A UCF mobile app that will be used to assess the professionalism of medical students and residents has received a prestigious grant from the Josiah Macy Jr. Foundation’s Institute on Medicine as a Profession, a national organization that works to improve healthcare and medical professionalism in the United States.
The foundation describes itself as the only national foundation dedicated to supporting projects that broaden and improve health professional education. It’s two-year, $100,000 grant to the UCF College of Medicine will allow the college to finalize the app and get it into the hands of physician educators who train medical students and residents.
Dr. Juan Cendan, the medical school’s assistant dean for simulation and professor of surgery, is the primary investigator on the grant. He developed the app with UCF’s Institute for Simulation and Training to provide real-time feedback for exemplary professionalism, behaviors that warrant a caution and actual breaches of professional conduct. The medical school’s Professionalism Task Force began the initiative by devising a list of desired character traits medical students need as they work with patients, core and volunteer faculty, and each other. The traits are under six broad categories including self-improvement, adaptability, relationships, responsibility and reliability.
The medical school is preparing to get the app onto the phones of directors at UCF’s new Internal Medicine residency program and for faculty in the Practice of Medicine module. Ultimately, with the help of the grant, the app will be expanded for use by clerkship physicians, preceptors and eventually to students who can evaluate each other and even their faculty.
The app is called Promobes – Professional Mobile Measurements of Behaviors. With it, a physician types in the student’s name or just the student’s year and gets a menu of photos. The physician selects the particular student and then clicks whether the student has earned a gold bar or reward for professionalism, a yellow bar for cautionary behavior or a red bar for a breach. Using a drop-down menu, the faculty member clicks on the specific professionalism traits that were performed well or breached. The app also includes a section for comments. When the feedback is completed, it is sent securely to an appropriate third party – the residency program director, M.D. clerkship director or even deans – for action.
Over time, the software provides a graph showing the student’s various marks in professionalism. A student who has a number of yellow warnings and breaches during a specific period may be dealing with a personal, behavioral or learning problem. By seeing patterns early, faculty can better intervene, Dr. Cendan said. To be meaningful, feedback for medical students must be immediate and directive, Dr. Cendan said. “It’s not enough to say a student ‘rubbed a patient or a faculty member the wrong way,’” he explained. “What does that mean? To learn and to improve, students must receive timely and formative feedback. This technology helps us to identify the problem early and correct it. ”
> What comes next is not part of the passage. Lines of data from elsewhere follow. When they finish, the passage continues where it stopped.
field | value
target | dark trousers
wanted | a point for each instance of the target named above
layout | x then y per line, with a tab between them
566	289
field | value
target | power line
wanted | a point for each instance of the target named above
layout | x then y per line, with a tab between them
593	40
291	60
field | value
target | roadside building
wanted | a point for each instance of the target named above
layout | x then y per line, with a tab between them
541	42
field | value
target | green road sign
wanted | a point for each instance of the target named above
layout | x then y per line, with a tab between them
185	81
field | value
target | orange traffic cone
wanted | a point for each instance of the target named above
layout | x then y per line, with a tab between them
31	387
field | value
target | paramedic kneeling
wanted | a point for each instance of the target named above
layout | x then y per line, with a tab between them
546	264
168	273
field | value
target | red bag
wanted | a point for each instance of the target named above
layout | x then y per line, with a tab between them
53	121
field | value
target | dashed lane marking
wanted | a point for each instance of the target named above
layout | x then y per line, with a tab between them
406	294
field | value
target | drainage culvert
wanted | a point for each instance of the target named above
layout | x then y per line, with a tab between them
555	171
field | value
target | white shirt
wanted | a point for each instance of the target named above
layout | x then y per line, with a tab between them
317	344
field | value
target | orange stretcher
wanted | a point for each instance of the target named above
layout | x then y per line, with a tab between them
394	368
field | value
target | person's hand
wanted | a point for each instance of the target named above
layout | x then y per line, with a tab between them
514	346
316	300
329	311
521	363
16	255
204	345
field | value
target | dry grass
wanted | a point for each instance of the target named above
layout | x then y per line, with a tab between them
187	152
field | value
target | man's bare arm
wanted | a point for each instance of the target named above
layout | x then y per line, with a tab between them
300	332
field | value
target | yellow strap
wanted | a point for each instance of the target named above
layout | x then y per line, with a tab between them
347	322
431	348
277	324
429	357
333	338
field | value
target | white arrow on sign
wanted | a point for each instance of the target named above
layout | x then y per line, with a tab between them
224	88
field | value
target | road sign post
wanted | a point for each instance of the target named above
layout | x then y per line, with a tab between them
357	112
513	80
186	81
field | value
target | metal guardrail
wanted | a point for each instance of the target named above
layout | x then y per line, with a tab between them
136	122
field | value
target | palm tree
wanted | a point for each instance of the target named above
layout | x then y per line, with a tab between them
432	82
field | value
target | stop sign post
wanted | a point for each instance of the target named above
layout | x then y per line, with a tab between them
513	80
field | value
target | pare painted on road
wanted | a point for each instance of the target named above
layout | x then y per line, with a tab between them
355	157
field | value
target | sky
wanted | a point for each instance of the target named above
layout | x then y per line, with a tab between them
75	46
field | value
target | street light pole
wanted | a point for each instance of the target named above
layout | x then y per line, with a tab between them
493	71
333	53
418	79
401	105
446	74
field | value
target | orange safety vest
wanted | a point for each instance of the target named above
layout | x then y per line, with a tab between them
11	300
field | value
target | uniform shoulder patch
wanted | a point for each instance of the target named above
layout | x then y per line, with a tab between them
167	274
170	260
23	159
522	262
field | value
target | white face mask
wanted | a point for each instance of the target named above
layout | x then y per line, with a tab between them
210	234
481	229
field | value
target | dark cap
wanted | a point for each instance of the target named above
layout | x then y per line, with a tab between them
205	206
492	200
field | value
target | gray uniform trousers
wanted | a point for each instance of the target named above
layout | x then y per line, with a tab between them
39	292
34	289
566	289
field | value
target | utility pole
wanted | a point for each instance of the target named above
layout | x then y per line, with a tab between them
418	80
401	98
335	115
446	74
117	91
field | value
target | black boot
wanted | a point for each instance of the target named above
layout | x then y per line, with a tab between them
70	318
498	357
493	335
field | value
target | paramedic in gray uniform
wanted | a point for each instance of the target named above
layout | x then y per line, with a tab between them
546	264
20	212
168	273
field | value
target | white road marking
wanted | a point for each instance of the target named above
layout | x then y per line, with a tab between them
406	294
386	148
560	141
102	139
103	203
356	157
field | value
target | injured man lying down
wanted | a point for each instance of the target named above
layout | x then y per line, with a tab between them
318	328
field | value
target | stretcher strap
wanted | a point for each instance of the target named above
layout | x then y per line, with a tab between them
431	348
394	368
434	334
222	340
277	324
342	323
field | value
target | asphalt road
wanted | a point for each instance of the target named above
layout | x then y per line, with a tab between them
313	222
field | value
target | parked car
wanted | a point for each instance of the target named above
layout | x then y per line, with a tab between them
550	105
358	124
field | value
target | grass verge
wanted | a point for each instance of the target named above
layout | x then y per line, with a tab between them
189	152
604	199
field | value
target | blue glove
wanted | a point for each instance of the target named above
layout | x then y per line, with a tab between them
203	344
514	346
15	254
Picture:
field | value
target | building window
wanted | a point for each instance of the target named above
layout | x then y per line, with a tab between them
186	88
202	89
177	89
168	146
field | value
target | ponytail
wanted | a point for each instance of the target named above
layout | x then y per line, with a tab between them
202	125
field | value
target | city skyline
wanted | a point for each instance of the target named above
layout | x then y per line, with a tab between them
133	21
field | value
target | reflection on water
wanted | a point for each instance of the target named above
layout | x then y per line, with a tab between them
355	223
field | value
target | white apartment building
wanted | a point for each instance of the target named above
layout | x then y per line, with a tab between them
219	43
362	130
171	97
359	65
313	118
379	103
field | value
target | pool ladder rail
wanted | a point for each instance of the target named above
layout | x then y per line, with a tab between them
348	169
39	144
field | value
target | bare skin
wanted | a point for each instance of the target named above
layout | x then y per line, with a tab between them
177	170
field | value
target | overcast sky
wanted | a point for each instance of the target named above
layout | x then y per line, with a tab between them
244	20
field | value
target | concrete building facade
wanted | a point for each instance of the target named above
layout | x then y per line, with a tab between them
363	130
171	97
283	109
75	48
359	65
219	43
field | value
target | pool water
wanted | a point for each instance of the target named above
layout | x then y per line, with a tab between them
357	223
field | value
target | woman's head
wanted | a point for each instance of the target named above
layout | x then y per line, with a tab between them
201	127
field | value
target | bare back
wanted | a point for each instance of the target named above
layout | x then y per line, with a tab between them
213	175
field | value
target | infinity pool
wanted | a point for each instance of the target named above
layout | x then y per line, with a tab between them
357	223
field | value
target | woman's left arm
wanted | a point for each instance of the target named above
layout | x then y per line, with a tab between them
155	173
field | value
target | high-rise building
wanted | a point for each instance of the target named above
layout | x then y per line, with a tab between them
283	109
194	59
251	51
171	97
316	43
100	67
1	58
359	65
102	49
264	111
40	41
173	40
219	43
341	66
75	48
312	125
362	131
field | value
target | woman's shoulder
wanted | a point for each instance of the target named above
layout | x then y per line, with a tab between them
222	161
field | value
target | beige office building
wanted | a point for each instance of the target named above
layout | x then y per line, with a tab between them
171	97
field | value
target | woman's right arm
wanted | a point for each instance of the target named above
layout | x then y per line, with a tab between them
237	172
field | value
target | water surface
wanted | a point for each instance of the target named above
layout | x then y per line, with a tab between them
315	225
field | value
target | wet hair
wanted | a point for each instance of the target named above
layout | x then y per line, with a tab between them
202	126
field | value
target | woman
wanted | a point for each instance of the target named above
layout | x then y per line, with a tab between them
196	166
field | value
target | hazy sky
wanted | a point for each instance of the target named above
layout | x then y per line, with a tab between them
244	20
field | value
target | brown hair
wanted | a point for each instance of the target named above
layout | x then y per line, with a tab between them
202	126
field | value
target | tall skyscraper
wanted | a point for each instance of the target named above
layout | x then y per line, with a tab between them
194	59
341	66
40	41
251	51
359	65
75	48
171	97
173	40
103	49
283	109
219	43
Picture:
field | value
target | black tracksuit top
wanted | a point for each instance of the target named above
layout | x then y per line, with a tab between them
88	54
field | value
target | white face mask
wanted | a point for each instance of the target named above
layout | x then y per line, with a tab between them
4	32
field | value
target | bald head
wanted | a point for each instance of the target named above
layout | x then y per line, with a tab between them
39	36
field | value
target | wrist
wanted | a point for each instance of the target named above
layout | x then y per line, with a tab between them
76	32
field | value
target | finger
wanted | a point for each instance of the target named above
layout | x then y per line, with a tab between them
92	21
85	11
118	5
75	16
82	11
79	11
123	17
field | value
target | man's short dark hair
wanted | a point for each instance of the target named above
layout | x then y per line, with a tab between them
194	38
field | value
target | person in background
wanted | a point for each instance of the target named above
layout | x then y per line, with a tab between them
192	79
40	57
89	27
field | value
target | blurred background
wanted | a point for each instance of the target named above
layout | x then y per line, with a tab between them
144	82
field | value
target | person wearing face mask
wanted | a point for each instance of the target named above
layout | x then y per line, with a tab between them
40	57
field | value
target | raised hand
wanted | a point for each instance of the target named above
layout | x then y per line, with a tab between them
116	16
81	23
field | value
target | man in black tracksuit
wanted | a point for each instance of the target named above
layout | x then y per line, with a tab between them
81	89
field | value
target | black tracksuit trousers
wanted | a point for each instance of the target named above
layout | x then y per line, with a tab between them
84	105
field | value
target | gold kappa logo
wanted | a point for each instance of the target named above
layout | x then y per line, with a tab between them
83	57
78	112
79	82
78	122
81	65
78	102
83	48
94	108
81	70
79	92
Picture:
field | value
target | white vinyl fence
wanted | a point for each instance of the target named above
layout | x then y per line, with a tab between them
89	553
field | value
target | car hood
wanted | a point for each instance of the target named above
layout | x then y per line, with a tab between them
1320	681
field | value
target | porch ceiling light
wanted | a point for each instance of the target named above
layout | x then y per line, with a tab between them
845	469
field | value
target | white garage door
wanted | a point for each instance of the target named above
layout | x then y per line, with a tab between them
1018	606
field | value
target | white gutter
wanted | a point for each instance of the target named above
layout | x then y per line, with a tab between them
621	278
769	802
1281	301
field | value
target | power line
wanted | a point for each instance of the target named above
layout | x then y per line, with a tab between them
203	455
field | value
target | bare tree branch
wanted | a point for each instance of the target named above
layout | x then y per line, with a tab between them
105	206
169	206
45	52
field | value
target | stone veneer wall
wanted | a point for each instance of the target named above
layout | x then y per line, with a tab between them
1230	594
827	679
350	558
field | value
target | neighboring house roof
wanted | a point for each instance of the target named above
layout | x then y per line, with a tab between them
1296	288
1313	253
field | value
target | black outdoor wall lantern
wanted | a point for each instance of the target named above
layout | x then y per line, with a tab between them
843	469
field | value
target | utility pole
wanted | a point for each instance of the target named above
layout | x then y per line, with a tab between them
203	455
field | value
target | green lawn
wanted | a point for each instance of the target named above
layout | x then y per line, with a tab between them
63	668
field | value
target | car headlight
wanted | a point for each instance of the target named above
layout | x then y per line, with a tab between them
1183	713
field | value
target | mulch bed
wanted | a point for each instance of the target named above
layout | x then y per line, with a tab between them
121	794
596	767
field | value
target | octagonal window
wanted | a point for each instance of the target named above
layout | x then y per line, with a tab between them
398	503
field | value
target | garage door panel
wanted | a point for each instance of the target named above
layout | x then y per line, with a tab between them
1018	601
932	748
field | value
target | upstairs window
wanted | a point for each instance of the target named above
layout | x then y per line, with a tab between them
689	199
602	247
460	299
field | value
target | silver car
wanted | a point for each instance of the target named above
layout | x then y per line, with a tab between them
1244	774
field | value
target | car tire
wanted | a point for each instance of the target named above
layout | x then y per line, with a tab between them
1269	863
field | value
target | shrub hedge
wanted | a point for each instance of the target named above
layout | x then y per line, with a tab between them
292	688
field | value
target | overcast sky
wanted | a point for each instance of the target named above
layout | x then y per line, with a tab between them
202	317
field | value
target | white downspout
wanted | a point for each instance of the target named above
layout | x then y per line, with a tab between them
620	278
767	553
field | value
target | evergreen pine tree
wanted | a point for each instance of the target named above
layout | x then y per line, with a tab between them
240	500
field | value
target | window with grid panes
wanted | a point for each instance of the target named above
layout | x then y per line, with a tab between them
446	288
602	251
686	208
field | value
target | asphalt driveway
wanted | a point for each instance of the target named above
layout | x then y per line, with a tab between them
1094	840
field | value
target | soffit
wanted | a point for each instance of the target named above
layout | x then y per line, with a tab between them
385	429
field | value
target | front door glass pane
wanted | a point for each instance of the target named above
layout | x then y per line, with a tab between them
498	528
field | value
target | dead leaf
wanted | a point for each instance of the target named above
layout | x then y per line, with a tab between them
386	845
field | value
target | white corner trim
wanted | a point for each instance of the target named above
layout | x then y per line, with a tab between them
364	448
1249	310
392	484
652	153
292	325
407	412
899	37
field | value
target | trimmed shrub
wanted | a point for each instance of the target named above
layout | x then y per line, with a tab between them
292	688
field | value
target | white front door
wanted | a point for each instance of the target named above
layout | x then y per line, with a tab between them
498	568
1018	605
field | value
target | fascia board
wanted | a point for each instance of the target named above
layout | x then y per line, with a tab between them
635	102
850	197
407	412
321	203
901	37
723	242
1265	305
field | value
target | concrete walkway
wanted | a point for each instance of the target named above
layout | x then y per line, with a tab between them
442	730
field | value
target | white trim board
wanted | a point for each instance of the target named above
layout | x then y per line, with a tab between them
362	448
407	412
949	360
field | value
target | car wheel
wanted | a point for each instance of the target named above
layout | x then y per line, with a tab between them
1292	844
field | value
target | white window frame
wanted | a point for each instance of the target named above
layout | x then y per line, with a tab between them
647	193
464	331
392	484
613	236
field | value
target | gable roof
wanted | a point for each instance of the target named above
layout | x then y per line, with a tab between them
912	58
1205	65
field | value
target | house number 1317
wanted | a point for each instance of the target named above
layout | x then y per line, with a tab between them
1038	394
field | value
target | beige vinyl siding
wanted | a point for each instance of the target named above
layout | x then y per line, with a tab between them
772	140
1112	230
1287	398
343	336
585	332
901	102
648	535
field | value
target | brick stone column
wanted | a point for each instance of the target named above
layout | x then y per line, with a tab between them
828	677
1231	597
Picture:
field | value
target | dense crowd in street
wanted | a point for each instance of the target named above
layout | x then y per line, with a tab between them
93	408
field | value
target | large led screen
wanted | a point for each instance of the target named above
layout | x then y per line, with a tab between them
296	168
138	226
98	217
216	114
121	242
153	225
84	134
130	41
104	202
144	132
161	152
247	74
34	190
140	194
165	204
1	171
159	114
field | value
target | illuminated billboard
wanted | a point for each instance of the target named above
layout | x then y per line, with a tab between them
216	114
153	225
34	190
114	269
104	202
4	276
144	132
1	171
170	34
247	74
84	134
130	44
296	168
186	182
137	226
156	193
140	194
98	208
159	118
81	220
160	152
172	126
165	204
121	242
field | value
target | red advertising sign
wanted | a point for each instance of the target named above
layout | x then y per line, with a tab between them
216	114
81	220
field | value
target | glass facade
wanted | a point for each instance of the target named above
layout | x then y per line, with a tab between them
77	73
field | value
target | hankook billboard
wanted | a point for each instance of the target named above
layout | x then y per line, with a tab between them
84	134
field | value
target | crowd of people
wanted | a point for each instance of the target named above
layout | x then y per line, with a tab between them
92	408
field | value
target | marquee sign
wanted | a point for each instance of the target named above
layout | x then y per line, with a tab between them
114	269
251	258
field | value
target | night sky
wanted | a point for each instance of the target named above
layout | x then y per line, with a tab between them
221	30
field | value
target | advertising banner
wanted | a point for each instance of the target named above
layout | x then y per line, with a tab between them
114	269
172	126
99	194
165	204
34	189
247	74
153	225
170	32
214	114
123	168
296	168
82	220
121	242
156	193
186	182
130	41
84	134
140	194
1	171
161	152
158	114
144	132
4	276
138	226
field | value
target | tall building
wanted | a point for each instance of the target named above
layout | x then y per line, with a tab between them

In addition to timely feedback, the app can help identify trends in student behaviors, baselines for determining if residents are meeting specific milestones and provide an overall portrait of student performance from all of his or her teachers. Once the app is perfected, the College of Medicine hopes to make it available nationwide.
“As we were talking about professionalism, we realized that no one was putting together all the feedback, whether positive or corrective,” Dr. Cendan said. “This technology allows us to specifically recognize in real time people who are doing great work and to take real time corrective, formative steps if students are not showing professionalism.”
Professionalism is becoming increasingly emphasized in healthcare, he said, noting that state medical boards are often dealing not with lack of knowledge in disciplining physicians but in lapses of judgment and inappropriate behavior. The Accreditation Council for Graduate Medical Education (ACGME), which oversees residency programs, has also developed specific milestones for evaluating residents and many milestones relate to professionalism.
Faculty also hope that by having specific traits listed in the app, traits of character and professionalism will be more clearly understood and that students will perform to those specific traits.
Dr. Deborah German, vice president for medical affairs and dean of the UCF College of Medicine, said she was “delighted” by the grant award and applauded the use of technology to create better doctors. “We use technology as a tool to do the things we can’t currently do and to improve what we already do. I can’t think of a better use of technology than helping us ensure our students exhibit the highest level of professionalism.”